When asked if they saw an “off-ramp” for the war or a positive turning point in Monday’s talks between envoys from the two nations, the panelists painted a grim picture.
“Both sides are still ready to fight,” said Volodymyr Dubovyk, an associate professor of international relations at Mechnikov National University, who joined the conversation from Odessa. “We’re going to see more war.”
“This is a game of testing, where everyone is testing each other on multiple fronts: diplomatic, economic negotiation, and military,” added Mylovanov. “It’s pretty heavy testing. But unfortunately, it will have to be worked out in the field.”
Gulnaz Sharafutdinova, a professor of Russian Politics at King’s College London, said Putin’s use of “de-Nazification” as a means to justify the invasion was “fake news” and “suggests that they are not serious about reaching compromise at this point.” Looking ahead, she called for greater scrutiny of China and its ties with Putin. “The global media attention needs to create pressures on the Chinese president to enter with a very specific stabilizing role.”
The panelists also spoke of war’s toll on everyday Ukrainians trying flee the invasion, stay safe from bombing, or fight back, with Dubovyk praising Zelensky for rallying the country with his courage and resolve. “A lot of people who never voted for him, didn’t really like him — much like myself, I should say — we see him as a leader of our nation right now,” he said. “He’s showing up, he’s sending a great signal to the people. He’s not leaving.
“So it’s not about him anymore. It’s about the country. We’re not willing to let it go,” he added.
In his opening remarks, Harvard President Larry Bacow offered support to the people of Ukraine and thanked the panelists for gathering to discuss the crisis.

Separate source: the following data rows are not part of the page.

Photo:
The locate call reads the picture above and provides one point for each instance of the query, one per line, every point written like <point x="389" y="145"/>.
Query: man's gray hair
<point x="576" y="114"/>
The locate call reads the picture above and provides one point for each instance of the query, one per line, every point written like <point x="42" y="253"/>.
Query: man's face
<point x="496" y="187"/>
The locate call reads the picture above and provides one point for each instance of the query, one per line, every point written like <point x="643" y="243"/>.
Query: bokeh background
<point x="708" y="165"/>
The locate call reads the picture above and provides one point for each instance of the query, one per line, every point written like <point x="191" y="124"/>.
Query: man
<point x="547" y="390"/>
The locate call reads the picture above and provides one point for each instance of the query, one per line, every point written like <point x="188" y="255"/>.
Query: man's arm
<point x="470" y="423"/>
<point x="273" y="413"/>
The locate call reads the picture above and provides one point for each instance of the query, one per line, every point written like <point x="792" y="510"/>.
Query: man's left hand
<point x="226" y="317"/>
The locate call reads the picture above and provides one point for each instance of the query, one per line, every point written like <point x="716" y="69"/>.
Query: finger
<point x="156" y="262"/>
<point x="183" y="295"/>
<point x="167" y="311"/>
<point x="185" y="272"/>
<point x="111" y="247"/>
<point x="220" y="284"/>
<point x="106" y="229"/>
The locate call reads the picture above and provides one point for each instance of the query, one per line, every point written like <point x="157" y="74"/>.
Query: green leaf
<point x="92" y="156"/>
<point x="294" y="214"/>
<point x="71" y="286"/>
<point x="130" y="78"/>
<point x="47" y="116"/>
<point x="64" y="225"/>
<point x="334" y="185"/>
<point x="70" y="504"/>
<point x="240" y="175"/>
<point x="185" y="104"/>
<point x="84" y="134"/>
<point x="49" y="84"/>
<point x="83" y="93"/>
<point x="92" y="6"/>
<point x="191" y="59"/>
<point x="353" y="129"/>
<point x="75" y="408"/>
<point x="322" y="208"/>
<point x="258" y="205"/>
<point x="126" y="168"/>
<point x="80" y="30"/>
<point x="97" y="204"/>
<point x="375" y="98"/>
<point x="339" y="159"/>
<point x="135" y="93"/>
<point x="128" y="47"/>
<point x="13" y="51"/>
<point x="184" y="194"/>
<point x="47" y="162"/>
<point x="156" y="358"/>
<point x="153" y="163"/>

“Universities are built to bring people together, and technology has increased our capacity to draw audiences from around the world,” he said. “This gathering exemplifies our convening strength — and its tremendous value.”
“Harvard will continue to support in whatever ways we can members of our community who face grave uncertainty,” he added. “We will continue to share knowledge of Ukraine and advance understanding of its culture, history, and language. And we will continue to speak against cruelty, and to act with compassion as we hold to hope for resolution — and for liberation.”
The panelists also offered emotional pleas to people not directly connected to the war — including the almost 8,000 viewers who watched the event on Zoom or YouTube — not to forget about the ordinary Ukrainians whose lives have been upended by the invasion.
“All of us here in the U.K., in the U.S., we all have to buckle in for a long conflict, and we have to explain to our friends and our colleagues that if prices go up at the gas station, there’s a reason for that, and it’s a moral reason,” said Finnin. “This is a fight, truly, of liberal democracy against an authoritarian war criminal.”
“Keep Ukraine in your minds, and send support messages,” added Dubovyk. “We want to feel that we are not abandoned, that we’re not alone.”
HURI was the organizer and primary sponsor of “Ukraine Under Attack.” The event was co-sponsored by Harvard’s Davis Center for Russian and Eurasian Studies, the Havighurst Center for Russian and Post-Soviet Studies at Miami University in Ohio, and the Melikian Center: Russian, Eurasian, and East European Studies at Arizona State University.